現場管理者が知っておくべき判断基準と対応策
コンクリート打設前、鉄筋に錆が見られることは珍しくありません。しかし、「この錆は使っても大丈夫なのか?」という判断は、構造性能や耐久性に直結するため、現場管理者にとって非常に重要です。
本記事では、鉄筋の錆がコンクリートに与える影響と、現場での実務的な対応方法についてわかりやすく解説します。
鉄筋の錆の種類と見分け方
現場でよく見られる鉄筋の錆は、以下の3種類に分類されます。それぞれの特徴と対応策を把握しておくことが、適切な施工管理につながります。
① 表面の赤錆(軽度)
- 特徴:雨や湿気によって一時的に発生する赤茶色の錆。鉄筋の形状が明瞭で、触っても崩れない。

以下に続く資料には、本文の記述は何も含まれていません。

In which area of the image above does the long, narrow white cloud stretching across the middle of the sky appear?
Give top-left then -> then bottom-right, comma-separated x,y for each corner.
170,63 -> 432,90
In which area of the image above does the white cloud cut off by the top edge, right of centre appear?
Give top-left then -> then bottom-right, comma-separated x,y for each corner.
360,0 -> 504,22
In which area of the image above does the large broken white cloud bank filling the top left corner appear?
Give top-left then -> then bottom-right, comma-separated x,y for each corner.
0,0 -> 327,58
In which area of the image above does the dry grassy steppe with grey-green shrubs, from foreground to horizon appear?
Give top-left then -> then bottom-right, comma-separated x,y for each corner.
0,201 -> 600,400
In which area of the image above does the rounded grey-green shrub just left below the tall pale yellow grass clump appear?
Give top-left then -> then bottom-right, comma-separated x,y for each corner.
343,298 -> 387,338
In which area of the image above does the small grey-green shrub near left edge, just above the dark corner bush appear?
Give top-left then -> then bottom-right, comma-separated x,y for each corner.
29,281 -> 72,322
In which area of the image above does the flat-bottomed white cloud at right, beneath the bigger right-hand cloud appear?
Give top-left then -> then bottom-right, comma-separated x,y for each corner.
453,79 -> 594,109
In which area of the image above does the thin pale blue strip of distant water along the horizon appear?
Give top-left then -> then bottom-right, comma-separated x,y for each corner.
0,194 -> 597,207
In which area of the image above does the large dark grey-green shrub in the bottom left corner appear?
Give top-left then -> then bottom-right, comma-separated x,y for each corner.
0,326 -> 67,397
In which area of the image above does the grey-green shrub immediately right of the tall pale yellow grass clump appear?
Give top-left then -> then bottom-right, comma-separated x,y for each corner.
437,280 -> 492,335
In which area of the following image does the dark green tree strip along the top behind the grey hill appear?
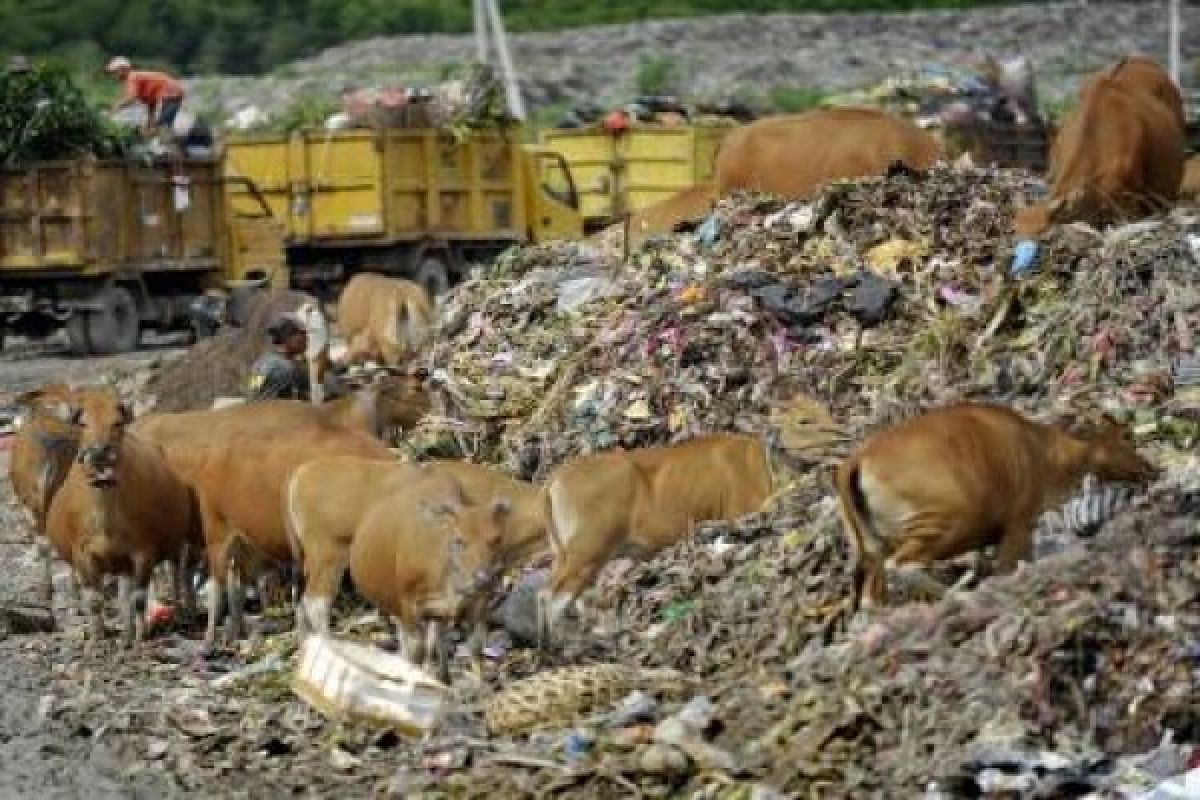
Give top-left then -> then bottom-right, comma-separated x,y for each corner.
0,0 -> 1032,74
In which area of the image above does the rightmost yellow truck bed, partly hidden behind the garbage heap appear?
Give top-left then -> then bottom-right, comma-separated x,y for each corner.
541,121 -> 737,233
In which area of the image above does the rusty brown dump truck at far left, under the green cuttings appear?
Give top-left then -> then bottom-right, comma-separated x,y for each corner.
0,160 -> 281,353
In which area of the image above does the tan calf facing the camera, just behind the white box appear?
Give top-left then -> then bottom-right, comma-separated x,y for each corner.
349,473 -> 506,681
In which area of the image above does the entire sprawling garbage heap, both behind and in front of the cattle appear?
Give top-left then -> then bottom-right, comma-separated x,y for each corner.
11,167 -> 1200,800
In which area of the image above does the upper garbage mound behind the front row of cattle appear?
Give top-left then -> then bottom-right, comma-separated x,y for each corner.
418,160 -> 1200,476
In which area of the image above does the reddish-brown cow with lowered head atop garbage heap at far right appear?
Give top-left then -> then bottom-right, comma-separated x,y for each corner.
1014,59 -> 1184,237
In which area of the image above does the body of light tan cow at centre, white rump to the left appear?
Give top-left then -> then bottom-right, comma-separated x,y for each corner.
538,434 -> 772,642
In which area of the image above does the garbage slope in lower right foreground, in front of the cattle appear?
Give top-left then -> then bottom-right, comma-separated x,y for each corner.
381,459 -> 1200,799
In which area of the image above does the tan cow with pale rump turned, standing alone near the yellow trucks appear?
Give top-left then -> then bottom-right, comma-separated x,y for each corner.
337,272 -> 436,367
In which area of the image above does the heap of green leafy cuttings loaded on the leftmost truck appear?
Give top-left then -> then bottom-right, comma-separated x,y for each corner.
0,62 -> 137,167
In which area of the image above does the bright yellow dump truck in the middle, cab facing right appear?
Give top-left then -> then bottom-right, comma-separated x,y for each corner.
226,128 -> 582,294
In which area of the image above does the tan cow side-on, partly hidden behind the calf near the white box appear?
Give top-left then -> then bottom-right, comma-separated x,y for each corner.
284,456 -> 535,631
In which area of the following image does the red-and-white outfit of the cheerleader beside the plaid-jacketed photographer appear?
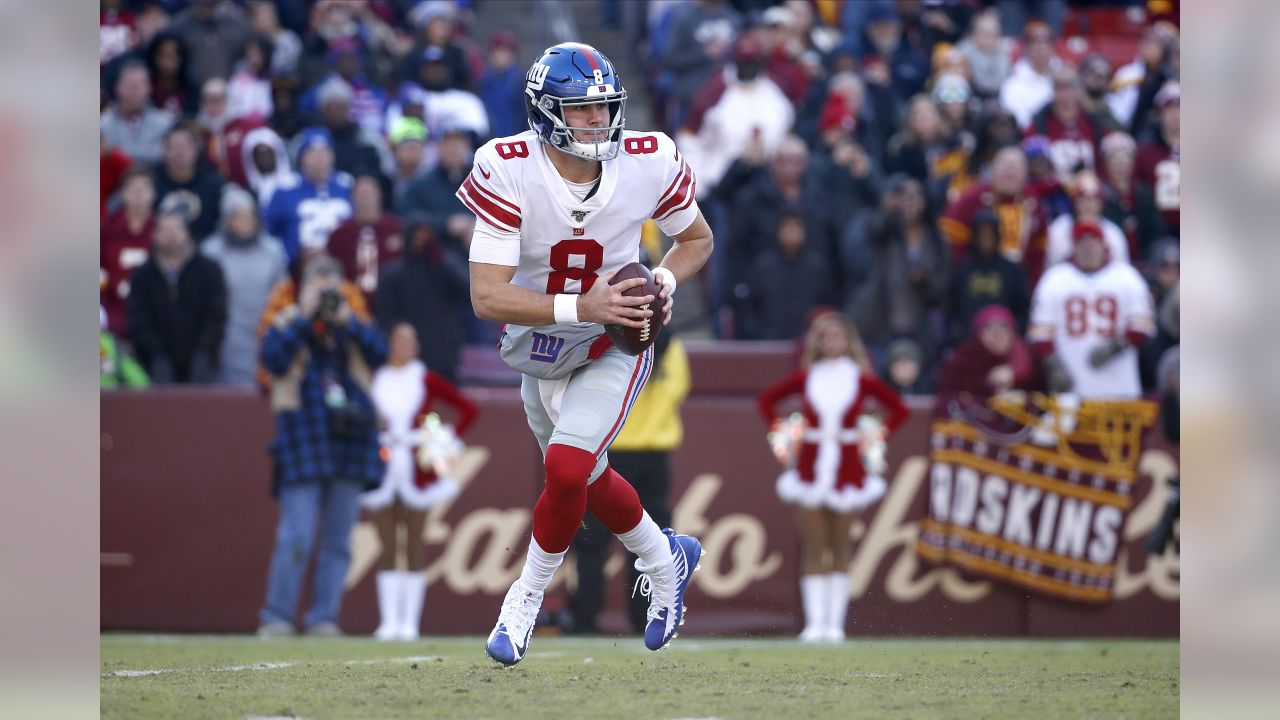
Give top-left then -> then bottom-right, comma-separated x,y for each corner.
360,360 -> 479,510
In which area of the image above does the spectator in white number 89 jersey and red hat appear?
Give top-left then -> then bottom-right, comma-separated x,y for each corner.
1027,222 -> 1156,400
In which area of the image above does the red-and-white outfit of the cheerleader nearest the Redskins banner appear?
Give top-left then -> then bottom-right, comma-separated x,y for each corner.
756,357 -> 908,512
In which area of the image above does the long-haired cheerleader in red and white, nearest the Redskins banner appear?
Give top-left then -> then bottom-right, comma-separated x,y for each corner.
758,311 -> 908,642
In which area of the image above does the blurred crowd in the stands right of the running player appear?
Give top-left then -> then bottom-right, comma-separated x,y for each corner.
629,0 -> 1180,392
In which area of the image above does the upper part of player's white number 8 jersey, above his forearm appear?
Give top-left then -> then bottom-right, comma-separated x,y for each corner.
457,131 -> 698,295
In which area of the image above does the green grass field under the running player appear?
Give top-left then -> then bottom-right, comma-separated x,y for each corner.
101,634 -> 1179,720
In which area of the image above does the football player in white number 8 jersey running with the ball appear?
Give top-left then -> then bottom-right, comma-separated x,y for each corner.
458,42 -> 712,665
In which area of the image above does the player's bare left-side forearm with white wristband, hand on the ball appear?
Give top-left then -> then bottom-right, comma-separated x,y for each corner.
471,260 -> 653,328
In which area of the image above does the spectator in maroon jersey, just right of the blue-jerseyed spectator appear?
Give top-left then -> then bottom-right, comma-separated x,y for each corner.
328,176 -> 404,305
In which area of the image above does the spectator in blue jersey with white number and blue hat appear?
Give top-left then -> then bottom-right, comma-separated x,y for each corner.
265,128 -> 353,264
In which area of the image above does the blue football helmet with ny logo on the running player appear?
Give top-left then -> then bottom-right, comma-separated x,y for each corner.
525,42 -> 627,160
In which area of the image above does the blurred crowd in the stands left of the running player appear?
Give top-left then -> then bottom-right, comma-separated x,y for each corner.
100,0 -> 509,386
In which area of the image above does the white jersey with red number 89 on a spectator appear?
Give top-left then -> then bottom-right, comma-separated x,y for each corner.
1027,263 -> 1156,400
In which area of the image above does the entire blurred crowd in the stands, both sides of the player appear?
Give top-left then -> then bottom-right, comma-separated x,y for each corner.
100,0 -> 1180,393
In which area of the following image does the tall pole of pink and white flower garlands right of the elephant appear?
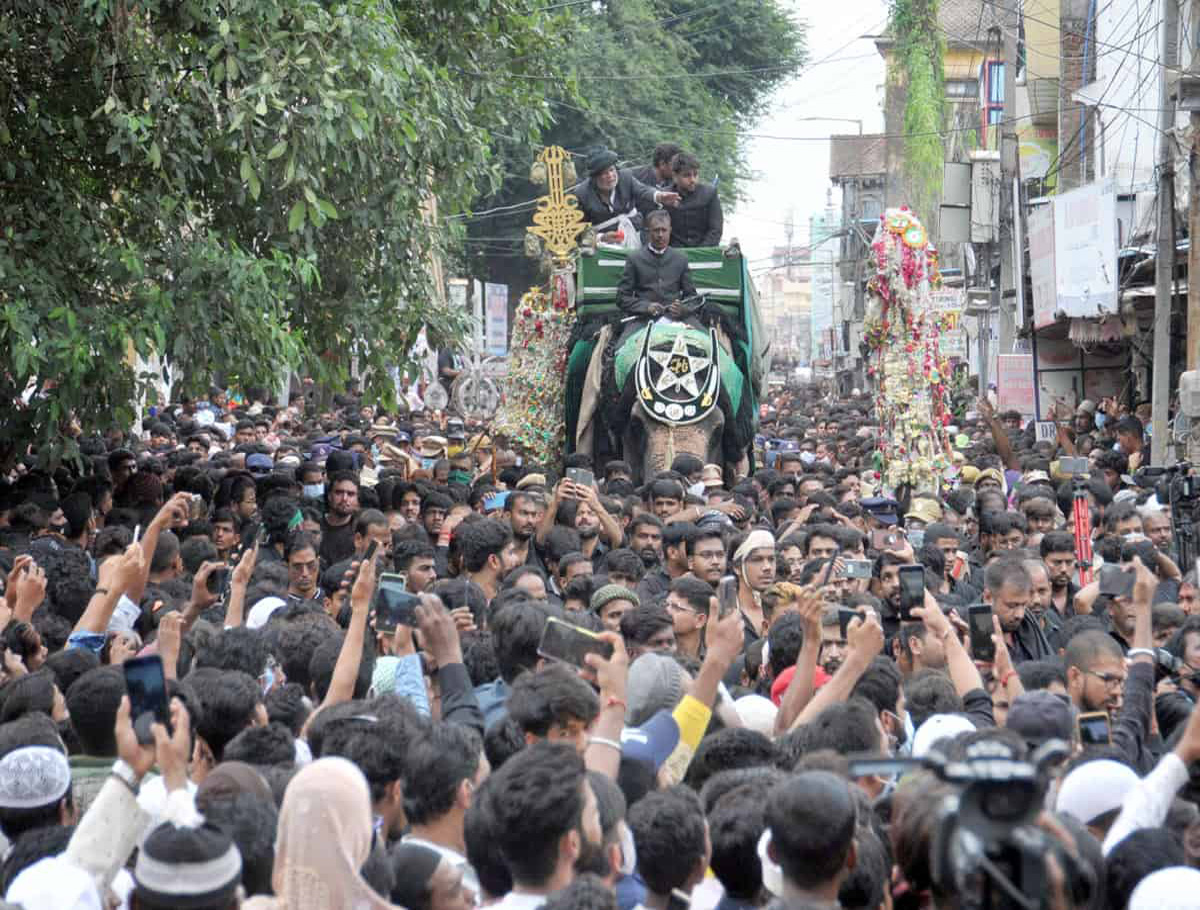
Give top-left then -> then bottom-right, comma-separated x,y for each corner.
863,206 -> 958,492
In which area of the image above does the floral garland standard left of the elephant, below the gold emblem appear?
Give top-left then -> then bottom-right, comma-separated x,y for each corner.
493,271 -> 575,465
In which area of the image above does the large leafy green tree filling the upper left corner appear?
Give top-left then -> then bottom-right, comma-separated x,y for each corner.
0,0 -> 563,458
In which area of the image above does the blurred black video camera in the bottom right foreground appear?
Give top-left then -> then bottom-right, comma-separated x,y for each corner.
850,740 -> 1096,910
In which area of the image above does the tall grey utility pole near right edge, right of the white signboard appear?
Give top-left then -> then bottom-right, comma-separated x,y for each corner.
1150,0 -> 1176,465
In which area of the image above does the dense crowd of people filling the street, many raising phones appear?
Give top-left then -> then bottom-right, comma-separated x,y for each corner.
0,387 -> 1200,910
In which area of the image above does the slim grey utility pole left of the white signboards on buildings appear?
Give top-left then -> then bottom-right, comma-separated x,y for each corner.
992,16 -> 1024,364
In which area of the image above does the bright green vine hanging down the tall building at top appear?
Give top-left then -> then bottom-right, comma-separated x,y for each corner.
888,0 -> 946,223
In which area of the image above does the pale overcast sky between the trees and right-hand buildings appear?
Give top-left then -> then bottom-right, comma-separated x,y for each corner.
725,0 -> 887,259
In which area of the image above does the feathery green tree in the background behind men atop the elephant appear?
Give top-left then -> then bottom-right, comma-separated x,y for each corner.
469,0 -> 805,287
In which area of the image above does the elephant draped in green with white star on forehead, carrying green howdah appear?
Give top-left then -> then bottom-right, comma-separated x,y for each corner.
566,247 -> 768,481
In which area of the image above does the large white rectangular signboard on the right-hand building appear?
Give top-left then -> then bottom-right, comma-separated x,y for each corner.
1054,180 -> 1120,317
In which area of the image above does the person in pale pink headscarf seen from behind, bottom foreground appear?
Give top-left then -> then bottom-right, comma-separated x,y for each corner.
244,759 -> 394,910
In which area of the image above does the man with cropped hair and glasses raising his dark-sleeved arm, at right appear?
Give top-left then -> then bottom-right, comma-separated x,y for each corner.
1063,557 -> 1158,773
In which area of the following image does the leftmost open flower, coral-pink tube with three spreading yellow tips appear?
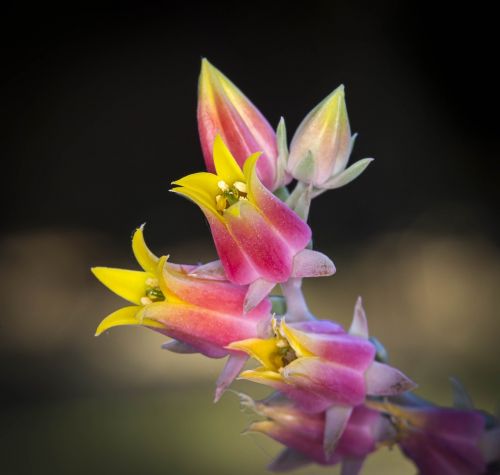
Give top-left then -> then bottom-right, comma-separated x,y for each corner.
92,227 -> 271,402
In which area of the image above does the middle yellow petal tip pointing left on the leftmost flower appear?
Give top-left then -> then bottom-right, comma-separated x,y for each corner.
91,267 -> 149,305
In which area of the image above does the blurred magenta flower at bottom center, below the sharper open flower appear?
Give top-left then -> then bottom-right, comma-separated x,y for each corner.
240,395 -> 394,475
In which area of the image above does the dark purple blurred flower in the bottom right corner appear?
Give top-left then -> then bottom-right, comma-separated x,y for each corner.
370,403 -> 490,475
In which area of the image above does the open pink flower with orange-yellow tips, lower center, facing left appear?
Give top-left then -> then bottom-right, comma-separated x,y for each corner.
228,299 -> 415,452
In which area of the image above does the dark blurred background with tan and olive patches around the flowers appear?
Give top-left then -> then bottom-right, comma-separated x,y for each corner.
0,1 -> 500,475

- 対応:基本的に使用可能。軽く清掃すれば問題なし。
② 鱗状の錆・腐食(中度)
- 特徴:表面がザラつき、錆が層状に広がっている。付着力の低下が懸念される。
- 対応:高圧水洗やサンドブラストによる除去が必要。
③ 断面欠損・膨張(重度)
- 特徴:鉄筋の太さが明らかに減少し、錆の膨張によって周囲のコンクリートにひび割れが生じる恐れあり。
- 対応:設計者と協議の上、交換または補強が必要。
現場での判断基準と対応策
| 錆の種類 | 判断基準 | 対応方法 | 備考 |
|---|---|---|---|
| 軽度(赤錆) | 表面に赤茶色の錆がある程度 | 清掃して使用可能 | ※JISで「有害な欠点」に該当しない場合あり |
| 中度(鱗状) | 表面がザラつき層状の錆(浮き錆) | 高圧水洗・防錆処理 | 付着力低下のリスクあり |
| 重度(断面欠損) | 太さ減少・ひび割れ兆候 | 交換・補強 | 設計者と協議が必要 |
※JIS規格における赤錆の扱いについて
JIS G 3112:2020(鉄筋コンクリート用棒鋼)では、鉄筋の外観に関して以下のように規定されています。
「丸鋼及び異形棒鋼は、使用上有害な欠点があってはならない。」(第9項 外観)
この「有害な欠点」に該当するかどうかが、赤錆の許容可否の判断基準となります。軽度の赤錆(表面が赤茶色で、触っても崩れない程度)は、構造性能や付着性に影響しないと判断される場合があり、JIS上は「有害な欠点」とみなされず、使用可能とされることがあります。
ただし、鱗状の錆や断面欠損を伴う重度の錆は、明らかに「有害な欠点」に該当し、使用不可または補修・交換が必要です。最終的な判断は、設計者や検査者との協議のうえで行うことが望まれます。
錆を防ぐための現場管理ポイント
- 保管場所の工夫:鉄筋は雨ざらしにせず、シートや屋根で保護。
- 打設前の点検:目視で錆の状態を確認し、必要に応じて清掃。
- 防錆剤の使用:海岸地域や高湿度環境では、事前に防錆処理を検討。
よくある現場の疑問(Q&A)
Q:雨で濡れた鉄筋は使える?
→ 一時的な濡れや軽度の赤錆であれば、乾燥後に清掃すれば使用可能です。
Q:錆びた鉄筋を使った場合、検査で指摘される?
→ 錆の程度によります。中度以上の錆は指摘対象になる可能性が高いです。
Q:錆の除去にかかるコストと時間は?
→ 高圧水洗やサンドブラストは数万円〜十数万円程度。工程に影響するため、事前の管理が重要です。
✅まとめ|現場管理者が押さえるべきポイント
- 軽度な錆は許容されるが、判断は慎重に
- 錆の進行度に応じた対応を即判断できる体制づくり
- 設計者・施工者・検査者との連携が安全な施工につながる
なお、浮き錆以外にも、鉄筋のコンクリートとの付着を妨げる要因として、泥・油・ペンキ・硬化したモルタルなどがあります。これらが付着している場合は、ワイヤブラシ等で除去した上でコンクリートを打設する必要があります。